Seal populations in the Wadden Sea are growing fast and their appetite for fish is becoming an increasing problem, especially for gill net fishermen.
The number of grey seals has reached a record high this year, with 5,445 adults being counted in the Wadden Sea – an increase of 10 percent on the numbers from last year.
Most of the seals are to be found in the Dutch and German part of the sea, but the population is also increasing rapidly in the Danish part – to the detriment of the common (or harbour) seal.
In the Danish area of the sea, 221 grey seals were counted – an increase of almost 50 percent.
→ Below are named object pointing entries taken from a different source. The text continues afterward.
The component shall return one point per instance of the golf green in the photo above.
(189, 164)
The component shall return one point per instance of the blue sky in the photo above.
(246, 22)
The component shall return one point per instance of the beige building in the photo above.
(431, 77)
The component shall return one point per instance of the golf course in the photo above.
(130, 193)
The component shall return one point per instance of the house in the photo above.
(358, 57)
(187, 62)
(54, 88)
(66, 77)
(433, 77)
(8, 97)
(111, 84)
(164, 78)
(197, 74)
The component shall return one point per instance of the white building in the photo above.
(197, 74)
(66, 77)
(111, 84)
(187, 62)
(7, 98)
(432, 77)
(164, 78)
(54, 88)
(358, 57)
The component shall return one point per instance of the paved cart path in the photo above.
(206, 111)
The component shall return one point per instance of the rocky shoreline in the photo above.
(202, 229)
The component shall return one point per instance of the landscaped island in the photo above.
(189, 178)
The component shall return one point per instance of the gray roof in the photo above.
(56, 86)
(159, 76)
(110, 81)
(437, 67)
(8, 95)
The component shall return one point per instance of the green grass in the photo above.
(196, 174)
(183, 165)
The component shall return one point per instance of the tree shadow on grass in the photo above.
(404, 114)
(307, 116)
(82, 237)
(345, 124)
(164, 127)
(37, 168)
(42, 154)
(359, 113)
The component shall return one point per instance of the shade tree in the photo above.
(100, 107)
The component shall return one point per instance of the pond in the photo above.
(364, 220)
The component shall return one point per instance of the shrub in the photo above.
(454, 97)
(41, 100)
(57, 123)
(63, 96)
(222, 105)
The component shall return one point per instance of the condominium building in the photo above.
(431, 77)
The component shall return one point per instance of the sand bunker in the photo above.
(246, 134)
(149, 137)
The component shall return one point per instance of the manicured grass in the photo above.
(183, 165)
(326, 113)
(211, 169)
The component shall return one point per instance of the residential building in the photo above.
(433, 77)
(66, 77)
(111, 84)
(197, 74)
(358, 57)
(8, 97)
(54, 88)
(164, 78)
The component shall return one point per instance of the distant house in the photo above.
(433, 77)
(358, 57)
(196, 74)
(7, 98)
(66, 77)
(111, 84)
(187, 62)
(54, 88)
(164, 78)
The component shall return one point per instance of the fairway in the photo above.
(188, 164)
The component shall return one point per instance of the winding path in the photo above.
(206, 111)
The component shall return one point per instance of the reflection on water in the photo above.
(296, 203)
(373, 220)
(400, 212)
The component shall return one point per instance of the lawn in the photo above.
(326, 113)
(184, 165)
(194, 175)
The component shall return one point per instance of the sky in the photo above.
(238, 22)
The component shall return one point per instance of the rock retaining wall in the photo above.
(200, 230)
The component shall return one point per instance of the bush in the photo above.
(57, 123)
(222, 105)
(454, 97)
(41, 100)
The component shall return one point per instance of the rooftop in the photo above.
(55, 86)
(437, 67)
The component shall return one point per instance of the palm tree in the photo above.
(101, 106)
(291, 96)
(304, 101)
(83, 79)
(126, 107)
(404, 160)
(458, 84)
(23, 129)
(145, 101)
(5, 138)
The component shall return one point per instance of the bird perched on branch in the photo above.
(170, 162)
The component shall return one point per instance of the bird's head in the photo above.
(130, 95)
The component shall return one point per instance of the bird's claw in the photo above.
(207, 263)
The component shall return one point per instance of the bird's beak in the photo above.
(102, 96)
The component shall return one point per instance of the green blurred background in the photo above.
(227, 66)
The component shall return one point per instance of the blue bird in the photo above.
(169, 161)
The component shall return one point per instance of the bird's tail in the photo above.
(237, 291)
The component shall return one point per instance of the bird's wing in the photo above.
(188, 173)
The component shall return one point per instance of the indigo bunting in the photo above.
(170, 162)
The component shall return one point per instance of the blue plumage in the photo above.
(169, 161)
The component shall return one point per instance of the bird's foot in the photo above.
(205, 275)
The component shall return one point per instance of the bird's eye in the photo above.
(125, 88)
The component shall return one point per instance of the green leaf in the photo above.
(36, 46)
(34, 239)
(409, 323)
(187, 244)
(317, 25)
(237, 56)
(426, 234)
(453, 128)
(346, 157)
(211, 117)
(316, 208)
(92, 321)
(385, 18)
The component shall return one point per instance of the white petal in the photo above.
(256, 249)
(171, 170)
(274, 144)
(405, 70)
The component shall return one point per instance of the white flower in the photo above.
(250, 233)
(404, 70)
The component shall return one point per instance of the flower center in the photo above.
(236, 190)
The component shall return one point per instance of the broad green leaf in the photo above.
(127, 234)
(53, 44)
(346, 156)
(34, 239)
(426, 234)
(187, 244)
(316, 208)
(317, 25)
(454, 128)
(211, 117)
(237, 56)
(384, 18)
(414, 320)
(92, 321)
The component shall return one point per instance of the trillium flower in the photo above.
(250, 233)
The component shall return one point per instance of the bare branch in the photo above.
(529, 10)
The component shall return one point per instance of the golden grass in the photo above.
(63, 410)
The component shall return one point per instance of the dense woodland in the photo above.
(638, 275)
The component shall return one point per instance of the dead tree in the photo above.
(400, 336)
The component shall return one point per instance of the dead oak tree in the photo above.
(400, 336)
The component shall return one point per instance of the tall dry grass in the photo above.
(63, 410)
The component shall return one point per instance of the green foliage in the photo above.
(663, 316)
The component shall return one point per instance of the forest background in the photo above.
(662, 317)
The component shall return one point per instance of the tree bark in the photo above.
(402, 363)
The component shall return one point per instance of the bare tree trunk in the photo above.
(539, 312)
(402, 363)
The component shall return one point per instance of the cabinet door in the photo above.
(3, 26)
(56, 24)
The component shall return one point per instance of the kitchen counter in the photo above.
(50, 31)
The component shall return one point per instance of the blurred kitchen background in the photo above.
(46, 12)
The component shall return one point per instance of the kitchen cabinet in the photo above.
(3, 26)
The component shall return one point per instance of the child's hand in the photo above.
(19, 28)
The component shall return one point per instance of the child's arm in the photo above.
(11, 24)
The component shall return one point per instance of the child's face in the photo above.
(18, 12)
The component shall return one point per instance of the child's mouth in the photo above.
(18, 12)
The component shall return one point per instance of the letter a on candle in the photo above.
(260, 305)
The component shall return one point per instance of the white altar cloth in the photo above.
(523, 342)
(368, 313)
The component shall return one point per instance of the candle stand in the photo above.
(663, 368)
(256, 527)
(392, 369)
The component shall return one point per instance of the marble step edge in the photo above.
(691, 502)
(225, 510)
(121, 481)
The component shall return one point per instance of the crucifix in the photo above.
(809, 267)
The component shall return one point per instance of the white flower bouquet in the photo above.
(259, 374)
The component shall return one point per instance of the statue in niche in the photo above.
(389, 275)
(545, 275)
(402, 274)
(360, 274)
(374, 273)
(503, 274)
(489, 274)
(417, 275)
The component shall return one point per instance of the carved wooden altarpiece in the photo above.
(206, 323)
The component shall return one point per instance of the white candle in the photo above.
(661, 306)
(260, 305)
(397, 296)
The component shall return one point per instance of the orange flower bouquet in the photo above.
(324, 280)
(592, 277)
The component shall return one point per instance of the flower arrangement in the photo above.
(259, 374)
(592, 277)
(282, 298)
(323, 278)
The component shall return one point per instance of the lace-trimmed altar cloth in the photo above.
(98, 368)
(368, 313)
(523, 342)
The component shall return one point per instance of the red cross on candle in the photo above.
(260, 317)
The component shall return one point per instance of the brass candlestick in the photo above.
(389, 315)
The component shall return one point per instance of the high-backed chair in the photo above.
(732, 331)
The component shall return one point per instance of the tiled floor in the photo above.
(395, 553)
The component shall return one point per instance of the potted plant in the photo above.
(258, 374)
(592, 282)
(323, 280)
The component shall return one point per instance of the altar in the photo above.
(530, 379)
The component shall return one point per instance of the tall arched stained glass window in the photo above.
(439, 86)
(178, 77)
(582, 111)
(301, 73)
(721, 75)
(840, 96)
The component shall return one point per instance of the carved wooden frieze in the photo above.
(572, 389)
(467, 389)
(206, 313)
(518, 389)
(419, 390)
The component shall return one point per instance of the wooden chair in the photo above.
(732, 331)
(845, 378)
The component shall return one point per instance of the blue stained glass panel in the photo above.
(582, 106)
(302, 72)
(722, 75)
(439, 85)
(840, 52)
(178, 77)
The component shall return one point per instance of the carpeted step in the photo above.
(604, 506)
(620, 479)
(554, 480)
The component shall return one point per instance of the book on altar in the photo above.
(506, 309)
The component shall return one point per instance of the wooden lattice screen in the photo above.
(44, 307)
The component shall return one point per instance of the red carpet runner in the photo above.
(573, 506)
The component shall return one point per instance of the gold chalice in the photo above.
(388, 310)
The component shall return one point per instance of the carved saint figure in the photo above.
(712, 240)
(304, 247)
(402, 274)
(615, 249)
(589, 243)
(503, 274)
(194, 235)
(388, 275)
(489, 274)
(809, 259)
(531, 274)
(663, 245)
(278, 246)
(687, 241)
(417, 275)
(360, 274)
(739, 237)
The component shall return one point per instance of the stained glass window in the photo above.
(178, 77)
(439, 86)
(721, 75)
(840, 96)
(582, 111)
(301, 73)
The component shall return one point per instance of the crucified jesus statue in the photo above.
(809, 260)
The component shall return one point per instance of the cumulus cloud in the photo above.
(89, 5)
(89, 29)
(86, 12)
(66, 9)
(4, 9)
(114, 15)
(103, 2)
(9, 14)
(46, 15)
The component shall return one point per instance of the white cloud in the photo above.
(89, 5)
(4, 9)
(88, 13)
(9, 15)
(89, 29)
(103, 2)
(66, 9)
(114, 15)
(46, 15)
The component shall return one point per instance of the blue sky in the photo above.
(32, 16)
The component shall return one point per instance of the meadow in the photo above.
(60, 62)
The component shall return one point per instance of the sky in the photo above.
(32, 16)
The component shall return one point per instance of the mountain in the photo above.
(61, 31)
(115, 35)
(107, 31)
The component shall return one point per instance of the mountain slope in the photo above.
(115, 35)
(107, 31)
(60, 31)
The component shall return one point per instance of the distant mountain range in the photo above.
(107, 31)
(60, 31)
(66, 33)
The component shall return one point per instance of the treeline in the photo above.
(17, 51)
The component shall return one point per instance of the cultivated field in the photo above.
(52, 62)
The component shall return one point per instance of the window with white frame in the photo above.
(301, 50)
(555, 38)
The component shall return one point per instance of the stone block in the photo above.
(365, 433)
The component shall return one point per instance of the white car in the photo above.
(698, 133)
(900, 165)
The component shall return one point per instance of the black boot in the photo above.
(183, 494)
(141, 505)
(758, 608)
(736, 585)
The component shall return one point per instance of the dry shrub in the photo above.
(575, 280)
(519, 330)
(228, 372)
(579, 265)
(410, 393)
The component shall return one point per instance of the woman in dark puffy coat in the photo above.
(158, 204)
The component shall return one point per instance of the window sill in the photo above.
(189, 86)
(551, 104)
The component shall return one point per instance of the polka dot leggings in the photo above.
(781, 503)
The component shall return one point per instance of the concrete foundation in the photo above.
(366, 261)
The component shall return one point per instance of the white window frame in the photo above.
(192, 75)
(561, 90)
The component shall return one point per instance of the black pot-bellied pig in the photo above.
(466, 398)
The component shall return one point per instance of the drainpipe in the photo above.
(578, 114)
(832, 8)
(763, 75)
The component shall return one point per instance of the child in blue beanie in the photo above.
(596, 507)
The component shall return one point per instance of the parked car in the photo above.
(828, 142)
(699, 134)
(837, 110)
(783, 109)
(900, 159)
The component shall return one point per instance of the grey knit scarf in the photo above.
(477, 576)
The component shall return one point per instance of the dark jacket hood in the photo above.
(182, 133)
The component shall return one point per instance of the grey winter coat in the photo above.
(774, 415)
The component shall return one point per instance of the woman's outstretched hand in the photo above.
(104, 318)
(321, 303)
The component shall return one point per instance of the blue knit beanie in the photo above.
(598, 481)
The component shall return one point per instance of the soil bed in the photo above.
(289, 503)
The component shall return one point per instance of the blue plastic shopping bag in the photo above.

The population is also growing in inland waters where 10-15 years ago there were no seals.
Grey seals can weigh up to 300 kilos and they eat at least five kilos of fish a day – as well as going after other prey .
A killing machine
“We’ve seen several examples where grey seals have killed common seals and eaten them. They’re very large and pretty aggressive. It appears that some of them have specialised in common seals and porpoises,” Jonas Teilmann, a senior researcher from the Institute for Bioscience at Aarhus University and one of the scientists making the count, told TV2 News.
Seals have been depreciating the sustainable coast fisheries that green organisations and politicians are keen to encourage. They rip up the nets and eat the parts of the fish that they like best.
Culling an option
In May 2016, environment and food minister Esben Lunde Larsen issued a dispensation so that specially-trained hunters and fishermen could shoot 40 of the seals, that are otherwise protected.
The seals are not regarded as a problem for cod fishermen but rather for those using gill nets. Denmark’s fishermen’s association, Danske Fiskeriforeningen, sees only one solution to the problem if the livelihood of the smaller gill net fishermen is to be preserved and that is to exterminate the grey seal completely, says biologist Henrik Lund.